Telephony made a huge leap forward last week. It’s insanely easy to build a voice chatbot for phone calls!

Last week the Amazon Chime SDK team released a whole pile of new features, including native integration with Amazon Polly for text to speach, and Amazon Lex for chatbots. Gone are the days of “press 1 for this, or 2 for that.” You can now just talk to a human sounding voice in many languages. You can build the bot in the Lex console and test it live. Then you can connect that to a phone number with literally a few lines of code. In fact, you don’t even need to know how to code! You can literally just follow the directions in the example code and paste one line into a file, run one command, and then it just works!

I wrote an official AWS blog called “Enable conversational chatbots for telephony using Amazon Lex and the Amazon Chime SDK” that spells it all out. There’s a whole GitHub Repository that lays out a “workshop” style approach to learning how to use the Amazon Chime SDK, along with fully functional example code that you can use as a starting point.

How Do I learn to do this?

It’s not hard at all to do modern, cloud-based telephony development.
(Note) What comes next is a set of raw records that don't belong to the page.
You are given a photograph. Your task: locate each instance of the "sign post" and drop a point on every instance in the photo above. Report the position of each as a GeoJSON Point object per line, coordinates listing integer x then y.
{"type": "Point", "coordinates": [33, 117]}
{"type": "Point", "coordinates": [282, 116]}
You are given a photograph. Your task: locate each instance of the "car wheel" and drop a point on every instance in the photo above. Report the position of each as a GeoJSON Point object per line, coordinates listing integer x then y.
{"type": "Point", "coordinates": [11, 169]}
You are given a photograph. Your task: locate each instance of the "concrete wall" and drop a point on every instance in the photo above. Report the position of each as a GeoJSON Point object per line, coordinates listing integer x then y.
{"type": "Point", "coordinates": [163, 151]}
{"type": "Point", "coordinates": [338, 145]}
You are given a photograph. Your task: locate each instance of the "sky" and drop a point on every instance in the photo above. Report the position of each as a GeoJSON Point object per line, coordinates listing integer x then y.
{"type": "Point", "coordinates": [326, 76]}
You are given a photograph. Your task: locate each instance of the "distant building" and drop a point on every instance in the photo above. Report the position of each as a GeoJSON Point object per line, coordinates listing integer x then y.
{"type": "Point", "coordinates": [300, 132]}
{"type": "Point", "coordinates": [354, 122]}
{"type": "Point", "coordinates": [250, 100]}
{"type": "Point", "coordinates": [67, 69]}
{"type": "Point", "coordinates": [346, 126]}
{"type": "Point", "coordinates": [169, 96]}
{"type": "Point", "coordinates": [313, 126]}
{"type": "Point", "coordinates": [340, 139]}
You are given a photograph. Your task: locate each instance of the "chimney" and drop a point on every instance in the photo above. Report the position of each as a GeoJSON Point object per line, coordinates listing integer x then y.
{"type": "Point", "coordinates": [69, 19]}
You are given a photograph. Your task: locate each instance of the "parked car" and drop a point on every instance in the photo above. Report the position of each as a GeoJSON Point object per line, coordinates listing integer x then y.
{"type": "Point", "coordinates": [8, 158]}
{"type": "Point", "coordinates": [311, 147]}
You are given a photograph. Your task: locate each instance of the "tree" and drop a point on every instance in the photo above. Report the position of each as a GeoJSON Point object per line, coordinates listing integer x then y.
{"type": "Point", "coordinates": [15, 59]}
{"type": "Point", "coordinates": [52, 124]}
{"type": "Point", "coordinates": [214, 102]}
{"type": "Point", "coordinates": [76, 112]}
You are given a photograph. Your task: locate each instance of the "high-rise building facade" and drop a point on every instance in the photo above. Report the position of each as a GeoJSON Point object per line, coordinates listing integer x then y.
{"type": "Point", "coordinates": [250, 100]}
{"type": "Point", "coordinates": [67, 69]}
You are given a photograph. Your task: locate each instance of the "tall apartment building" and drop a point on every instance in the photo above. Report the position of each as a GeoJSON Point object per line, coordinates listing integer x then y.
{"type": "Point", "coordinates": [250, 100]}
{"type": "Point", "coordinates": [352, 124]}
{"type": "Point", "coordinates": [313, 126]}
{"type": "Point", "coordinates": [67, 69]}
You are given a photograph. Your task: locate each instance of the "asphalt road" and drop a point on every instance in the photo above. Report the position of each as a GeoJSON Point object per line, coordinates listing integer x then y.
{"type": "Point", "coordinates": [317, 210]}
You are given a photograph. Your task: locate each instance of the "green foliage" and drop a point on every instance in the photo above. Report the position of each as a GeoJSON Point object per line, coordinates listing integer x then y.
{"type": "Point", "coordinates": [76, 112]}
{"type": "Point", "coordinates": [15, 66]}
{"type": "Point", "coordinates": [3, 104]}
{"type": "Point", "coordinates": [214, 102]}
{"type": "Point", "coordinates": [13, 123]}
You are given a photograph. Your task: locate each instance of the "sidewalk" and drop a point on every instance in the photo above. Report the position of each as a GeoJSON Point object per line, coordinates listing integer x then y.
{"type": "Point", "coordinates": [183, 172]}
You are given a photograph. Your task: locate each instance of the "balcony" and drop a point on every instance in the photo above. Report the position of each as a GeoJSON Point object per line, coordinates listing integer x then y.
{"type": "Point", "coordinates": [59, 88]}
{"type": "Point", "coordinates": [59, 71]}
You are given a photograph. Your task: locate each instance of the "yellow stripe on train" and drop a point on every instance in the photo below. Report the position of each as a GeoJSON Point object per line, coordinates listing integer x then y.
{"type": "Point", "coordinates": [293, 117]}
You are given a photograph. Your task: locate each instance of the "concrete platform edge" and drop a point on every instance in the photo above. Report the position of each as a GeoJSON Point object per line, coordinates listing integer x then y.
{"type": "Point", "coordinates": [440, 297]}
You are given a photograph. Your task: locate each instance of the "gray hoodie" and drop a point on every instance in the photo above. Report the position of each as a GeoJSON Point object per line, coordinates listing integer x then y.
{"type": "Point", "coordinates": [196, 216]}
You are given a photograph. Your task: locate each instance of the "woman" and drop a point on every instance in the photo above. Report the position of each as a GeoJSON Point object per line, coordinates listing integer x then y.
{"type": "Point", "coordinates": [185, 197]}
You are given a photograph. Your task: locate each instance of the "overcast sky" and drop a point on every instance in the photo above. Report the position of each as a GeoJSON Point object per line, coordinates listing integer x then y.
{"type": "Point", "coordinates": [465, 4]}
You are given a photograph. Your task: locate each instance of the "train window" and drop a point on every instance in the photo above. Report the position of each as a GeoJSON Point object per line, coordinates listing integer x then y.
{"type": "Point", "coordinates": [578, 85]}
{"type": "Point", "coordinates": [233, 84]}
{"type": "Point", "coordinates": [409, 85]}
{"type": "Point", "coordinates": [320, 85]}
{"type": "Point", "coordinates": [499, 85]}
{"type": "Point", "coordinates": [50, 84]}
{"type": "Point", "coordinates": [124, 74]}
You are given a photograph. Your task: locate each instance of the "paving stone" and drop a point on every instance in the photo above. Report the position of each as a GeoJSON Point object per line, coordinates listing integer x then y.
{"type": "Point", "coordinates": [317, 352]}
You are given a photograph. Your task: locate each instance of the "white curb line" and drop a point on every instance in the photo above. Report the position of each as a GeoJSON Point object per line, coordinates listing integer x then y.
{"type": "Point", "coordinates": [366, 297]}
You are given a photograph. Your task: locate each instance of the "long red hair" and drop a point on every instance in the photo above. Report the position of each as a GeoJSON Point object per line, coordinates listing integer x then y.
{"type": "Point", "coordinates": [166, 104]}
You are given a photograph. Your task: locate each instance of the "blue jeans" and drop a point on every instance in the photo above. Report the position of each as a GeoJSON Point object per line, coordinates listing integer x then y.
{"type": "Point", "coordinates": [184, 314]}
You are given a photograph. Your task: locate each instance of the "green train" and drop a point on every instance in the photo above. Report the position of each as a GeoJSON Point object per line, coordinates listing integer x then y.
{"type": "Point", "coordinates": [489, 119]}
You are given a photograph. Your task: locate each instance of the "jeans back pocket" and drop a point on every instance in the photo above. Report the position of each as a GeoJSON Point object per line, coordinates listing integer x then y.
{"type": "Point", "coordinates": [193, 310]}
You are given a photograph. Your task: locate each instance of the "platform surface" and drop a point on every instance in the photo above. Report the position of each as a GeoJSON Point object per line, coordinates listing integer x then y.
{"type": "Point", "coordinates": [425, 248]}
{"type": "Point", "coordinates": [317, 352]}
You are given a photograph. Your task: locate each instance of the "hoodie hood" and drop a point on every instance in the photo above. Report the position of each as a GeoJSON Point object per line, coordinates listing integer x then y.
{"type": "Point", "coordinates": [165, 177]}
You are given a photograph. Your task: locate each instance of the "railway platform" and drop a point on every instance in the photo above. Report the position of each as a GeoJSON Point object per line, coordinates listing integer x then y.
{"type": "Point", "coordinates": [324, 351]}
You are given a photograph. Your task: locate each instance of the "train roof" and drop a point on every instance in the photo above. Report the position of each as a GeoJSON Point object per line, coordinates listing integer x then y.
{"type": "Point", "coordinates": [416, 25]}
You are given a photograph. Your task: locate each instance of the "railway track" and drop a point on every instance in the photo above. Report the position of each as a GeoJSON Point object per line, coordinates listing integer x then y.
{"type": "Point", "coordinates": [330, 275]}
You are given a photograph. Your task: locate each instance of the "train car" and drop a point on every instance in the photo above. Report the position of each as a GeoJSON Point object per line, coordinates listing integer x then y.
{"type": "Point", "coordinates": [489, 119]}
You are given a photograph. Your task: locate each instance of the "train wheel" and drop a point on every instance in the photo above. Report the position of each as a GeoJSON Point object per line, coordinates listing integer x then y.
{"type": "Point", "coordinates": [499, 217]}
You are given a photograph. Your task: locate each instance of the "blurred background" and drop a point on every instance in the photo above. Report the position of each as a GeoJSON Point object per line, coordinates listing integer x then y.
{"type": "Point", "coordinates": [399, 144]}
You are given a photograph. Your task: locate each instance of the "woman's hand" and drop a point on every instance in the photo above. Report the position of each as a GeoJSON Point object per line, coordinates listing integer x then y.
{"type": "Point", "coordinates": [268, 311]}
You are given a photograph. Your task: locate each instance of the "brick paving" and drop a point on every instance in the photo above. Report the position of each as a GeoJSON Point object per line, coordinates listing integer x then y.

You literally just need to know how to write a lambda function. With just a few hours of play, you can walk through a few examples. The code examples were designed to lead you step by step from simple to more complex. There’s detailed documentation on the programming model and some hints and suggestions to make it easier to develop lambda functions.

There is also full deployment automation included, using the Amazon Cloud Development Kit (CDK). If you follow me at all, you know my policy is “start with the deployment automation and then do the design.” The repo even has documentation on how the CDK automation is organized.

Wait, what? I can get a real phone number?

Yep. In about 20 countries. You can rent the phone number. In the US the list price is #1/month. It’s a real phone number. And you control it, using software.

What can I build?

Anything that uses a phone call! And more! Seriously. Here’s a quick idea: want to make your own Google Phone number? Spiff up the “Call and Bridge” demo! You don’t need to prompt for the number to dial, since you know your own number. Just change it so that Amazon Polly says “now connecting to Jane, please wait a moment” and then bridge the call to you!

The question really isn’t “what can I build?” The real question is “what can’t you build? And why not built it today?”